An einem Sonderkongress des Verbandes am Sonntag erklärte PZPN- Chef Listkiewicz, er werde am 14. September, also drei Monate vor dem Ende der Legislaturperiode, nach neun Jahren von seinem Amt zurücktreten. Er entschuldigte sich bei den Fans für die «wenig wirksame» Bekämpfung der Korruption. «Ich bitte um Verzeihung, dass wir die Korruption nicht rechtzeitig in den Griff bekommen haben.» Sportminister Drzewiecki bezeichnete derweil die Rücktrittsankündigung als «Beginn der Genesung des Fussballs». Das Ausmass der Affäre schockiere, die Regierung werde den Fussball von der Korruption «reinigen», auch wenn das mehrere Jahre dauern sollte.

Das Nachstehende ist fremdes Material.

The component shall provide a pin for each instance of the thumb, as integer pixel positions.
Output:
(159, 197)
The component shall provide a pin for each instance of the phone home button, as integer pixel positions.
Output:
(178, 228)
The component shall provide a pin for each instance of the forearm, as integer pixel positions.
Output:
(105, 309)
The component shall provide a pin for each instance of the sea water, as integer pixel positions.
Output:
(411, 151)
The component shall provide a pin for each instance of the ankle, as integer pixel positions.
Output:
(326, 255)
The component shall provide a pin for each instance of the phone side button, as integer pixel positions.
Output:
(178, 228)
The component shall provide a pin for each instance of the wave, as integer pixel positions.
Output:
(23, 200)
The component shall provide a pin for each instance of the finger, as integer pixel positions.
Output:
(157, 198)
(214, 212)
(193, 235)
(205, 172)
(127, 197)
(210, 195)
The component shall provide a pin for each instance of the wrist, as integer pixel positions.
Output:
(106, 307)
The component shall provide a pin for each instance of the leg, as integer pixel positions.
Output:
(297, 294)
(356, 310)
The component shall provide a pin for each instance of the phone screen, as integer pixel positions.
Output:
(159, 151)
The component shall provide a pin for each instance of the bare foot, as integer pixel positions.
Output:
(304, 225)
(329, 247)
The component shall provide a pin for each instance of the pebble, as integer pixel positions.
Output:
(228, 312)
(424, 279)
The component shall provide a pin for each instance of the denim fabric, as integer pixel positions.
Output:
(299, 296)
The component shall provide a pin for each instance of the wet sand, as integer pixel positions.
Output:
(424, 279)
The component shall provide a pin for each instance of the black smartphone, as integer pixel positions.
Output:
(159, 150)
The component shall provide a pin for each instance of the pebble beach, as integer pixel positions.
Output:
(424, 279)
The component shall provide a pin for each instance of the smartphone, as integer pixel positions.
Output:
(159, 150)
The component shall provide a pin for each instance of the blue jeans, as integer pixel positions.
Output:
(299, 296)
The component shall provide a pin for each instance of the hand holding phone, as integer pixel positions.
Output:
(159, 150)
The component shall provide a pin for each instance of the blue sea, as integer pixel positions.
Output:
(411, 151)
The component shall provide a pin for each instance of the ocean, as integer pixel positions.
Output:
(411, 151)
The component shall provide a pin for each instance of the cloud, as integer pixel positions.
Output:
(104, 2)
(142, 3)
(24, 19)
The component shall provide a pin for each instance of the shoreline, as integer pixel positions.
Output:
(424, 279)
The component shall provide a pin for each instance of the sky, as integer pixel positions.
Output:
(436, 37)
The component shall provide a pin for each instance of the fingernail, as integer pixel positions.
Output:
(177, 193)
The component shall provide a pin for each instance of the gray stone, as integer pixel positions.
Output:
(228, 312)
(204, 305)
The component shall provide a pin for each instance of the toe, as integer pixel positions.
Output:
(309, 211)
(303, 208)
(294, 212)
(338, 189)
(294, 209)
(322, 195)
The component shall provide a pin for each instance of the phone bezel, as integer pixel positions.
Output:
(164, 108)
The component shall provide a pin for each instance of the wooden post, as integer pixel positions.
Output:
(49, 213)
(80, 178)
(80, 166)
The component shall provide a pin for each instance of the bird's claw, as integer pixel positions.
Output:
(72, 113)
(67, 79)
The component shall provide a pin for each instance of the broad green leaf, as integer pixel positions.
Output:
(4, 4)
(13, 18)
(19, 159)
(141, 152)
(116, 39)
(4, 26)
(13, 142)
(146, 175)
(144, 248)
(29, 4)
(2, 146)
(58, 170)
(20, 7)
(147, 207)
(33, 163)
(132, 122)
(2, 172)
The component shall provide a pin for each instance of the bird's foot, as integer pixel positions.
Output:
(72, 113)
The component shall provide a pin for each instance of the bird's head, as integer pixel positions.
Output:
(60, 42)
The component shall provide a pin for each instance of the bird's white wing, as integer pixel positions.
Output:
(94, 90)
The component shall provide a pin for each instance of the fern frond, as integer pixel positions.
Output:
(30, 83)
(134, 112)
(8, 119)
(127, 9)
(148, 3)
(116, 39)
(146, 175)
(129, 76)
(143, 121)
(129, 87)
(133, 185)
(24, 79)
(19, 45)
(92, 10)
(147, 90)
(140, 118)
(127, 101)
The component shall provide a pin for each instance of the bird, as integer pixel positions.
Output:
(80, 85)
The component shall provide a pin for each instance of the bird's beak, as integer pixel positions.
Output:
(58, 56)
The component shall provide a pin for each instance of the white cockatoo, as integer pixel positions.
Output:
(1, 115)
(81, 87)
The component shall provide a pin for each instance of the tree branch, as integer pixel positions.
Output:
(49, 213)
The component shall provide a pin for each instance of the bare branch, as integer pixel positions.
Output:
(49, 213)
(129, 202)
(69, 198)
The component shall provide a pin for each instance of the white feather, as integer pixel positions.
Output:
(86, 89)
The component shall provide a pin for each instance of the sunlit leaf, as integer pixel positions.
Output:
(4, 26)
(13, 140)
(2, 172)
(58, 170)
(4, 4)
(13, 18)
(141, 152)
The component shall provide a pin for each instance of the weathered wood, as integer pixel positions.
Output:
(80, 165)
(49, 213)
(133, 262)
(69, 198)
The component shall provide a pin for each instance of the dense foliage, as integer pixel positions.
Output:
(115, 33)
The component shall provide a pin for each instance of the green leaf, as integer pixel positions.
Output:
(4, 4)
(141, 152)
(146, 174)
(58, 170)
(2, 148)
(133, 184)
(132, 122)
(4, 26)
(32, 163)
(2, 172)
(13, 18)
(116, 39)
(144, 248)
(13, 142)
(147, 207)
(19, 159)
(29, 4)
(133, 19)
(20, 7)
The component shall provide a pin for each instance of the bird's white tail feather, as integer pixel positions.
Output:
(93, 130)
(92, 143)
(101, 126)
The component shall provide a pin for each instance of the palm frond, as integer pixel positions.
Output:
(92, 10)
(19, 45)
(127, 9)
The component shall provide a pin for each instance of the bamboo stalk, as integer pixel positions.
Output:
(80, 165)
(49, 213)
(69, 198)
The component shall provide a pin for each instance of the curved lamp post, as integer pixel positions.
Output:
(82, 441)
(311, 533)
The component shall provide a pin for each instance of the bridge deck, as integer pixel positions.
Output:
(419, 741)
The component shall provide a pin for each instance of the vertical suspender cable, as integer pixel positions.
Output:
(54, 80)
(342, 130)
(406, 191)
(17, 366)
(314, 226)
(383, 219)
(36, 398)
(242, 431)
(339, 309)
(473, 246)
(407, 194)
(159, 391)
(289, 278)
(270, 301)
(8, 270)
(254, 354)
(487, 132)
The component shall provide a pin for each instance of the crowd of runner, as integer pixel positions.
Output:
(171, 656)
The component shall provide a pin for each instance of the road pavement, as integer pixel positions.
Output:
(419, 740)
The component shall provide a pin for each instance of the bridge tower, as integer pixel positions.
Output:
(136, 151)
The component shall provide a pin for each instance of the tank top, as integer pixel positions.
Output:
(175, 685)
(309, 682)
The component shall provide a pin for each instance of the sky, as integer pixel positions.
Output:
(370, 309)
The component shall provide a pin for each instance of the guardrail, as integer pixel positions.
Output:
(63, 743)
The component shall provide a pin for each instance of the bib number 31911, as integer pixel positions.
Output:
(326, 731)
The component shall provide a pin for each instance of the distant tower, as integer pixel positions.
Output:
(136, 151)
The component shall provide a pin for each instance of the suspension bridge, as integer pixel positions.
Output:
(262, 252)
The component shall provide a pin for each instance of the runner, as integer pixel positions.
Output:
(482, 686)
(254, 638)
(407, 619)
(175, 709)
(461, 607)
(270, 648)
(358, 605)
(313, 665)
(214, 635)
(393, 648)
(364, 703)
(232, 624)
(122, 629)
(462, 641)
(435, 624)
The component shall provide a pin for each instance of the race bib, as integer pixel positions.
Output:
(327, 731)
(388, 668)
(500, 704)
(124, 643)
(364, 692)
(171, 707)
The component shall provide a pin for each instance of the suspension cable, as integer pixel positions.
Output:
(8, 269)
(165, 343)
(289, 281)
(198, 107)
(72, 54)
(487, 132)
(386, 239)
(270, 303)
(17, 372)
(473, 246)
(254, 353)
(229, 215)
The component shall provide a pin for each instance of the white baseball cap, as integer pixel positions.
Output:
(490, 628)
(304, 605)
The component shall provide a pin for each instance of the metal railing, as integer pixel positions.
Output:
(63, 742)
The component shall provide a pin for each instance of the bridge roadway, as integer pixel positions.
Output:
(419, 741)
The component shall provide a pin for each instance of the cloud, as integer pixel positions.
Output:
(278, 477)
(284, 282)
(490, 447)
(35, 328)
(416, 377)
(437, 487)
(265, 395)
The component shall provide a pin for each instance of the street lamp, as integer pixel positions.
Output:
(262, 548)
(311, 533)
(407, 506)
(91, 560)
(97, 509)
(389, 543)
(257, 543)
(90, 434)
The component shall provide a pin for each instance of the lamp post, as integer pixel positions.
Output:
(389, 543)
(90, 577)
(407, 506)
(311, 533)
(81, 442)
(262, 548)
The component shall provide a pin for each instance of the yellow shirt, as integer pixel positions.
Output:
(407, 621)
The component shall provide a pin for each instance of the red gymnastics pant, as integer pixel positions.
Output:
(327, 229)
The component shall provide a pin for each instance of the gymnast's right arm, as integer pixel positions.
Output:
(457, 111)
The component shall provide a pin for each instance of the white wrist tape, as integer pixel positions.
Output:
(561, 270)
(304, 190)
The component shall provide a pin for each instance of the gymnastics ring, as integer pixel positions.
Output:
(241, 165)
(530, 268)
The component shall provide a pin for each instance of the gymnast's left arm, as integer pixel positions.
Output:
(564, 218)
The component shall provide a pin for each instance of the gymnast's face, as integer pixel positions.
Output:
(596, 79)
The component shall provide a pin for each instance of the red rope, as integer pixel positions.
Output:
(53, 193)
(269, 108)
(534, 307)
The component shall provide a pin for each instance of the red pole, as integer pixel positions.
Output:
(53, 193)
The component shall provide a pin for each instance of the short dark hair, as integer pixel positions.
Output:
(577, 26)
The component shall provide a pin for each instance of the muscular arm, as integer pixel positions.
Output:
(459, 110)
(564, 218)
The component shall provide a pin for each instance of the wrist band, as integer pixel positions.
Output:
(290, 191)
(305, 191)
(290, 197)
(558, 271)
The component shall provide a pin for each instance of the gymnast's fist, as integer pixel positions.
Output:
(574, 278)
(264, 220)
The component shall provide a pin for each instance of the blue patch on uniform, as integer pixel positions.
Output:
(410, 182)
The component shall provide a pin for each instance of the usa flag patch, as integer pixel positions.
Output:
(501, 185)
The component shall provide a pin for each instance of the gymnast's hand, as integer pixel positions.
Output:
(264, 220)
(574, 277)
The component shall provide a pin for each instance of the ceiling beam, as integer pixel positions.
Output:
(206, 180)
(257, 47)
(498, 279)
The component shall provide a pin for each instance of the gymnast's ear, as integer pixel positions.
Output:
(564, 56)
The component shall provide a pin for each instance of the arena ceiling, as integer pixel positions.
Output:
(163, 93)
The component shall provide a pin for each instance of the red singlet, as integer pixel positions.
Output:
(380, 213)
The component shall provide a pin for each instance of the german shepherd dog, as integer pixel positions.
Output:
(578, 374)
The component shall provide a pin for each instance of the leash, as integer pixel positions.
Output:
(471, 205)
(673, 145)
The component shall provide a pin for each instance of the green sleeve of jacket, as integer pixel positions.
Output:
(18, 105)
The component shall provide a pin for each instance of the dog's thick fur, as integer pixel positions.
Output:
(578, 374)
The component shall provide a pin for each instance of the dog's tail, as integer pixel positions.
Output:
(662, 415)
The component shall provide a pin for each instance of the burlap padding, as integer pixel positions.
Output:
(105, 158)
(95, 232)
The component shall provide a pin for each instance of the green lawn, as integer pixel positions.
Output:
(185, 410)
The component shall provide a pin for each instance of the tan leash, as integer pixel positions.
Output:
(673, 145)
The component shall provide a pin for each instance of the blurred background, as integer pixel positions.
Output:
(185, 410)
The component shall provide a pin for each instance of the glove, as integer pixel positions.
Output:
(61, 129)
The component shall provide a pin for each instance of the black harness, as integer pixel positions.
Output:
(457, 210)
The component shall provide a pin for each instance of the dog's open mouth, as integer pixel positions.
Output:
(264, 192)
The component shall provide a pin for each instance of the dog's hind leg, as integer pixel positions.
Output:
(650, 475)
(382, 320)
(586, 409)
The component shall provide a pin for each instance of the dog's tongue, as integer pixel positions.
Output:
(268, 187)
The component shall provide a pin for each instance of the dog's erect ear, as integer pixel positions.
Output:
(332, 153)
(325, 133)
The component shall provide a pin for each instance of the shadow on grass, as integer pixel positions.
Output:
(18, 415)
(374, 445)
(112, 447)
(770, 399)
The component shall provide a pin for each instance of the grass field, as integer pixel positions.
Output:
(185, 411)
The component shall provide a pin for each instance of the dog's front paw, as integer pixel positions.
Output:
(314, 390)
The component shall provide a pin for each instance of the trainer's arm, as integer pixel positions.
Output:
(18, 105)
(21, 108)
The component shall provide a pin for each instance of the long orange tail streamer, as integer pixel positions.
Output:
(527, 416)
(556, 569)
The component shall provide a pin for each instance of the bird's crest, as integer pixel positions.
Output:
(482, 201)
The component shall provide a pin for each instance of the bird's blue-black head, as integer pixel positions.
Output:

Im Aufbau der Infrastruktur ist für beide Länder neben dem teils undurchsichtigen Geldfluss die höchste Hürde zu orten. Polen verfügt derzeit über rund 700 km Autobahn; bis zum Jahr 2012 sollen es 1600 km werden. Das gesamte Strassennetz soll mit einem zweckgebundenen Budget von rund 35 Milliarden Euro um mehr als 3000 km erweitert werden. Nur: Polen fehlen qualifizierte Kräfte für den Strassenbau. Schon vor der EU-Osterweiterung 2004 haben viele Facharbeiter das Land verlassen und insbesondere in Grossbritannien ihr Glück gesucht. Und in der Ukraine, dem grössten Nachbarland, wo Polen Leute zu rekrutieren pflegt, werden Arbeiter mehr denn je gebraucht.
Weniger Sorgen macht man sich in Polen um die rechtzeitige Fertigstellung oder die Renovation der vier EM-Stadien. Die Finanzierung von rund 730 Millionen Euro für die vorgesehenen Arenen in Danzig (44 000 Zuschauer), Poznan (46 000), Wroclaw (45 000), Warschau (77 000) sowie in den Ersatzorten Chorzow (60 000) und Krakau (35 000) ist durch die Regierung sicher gestellt. Die besten Noten von der Uefa erhielt das Projekt der neuen Ostsee-Arena in Danzig.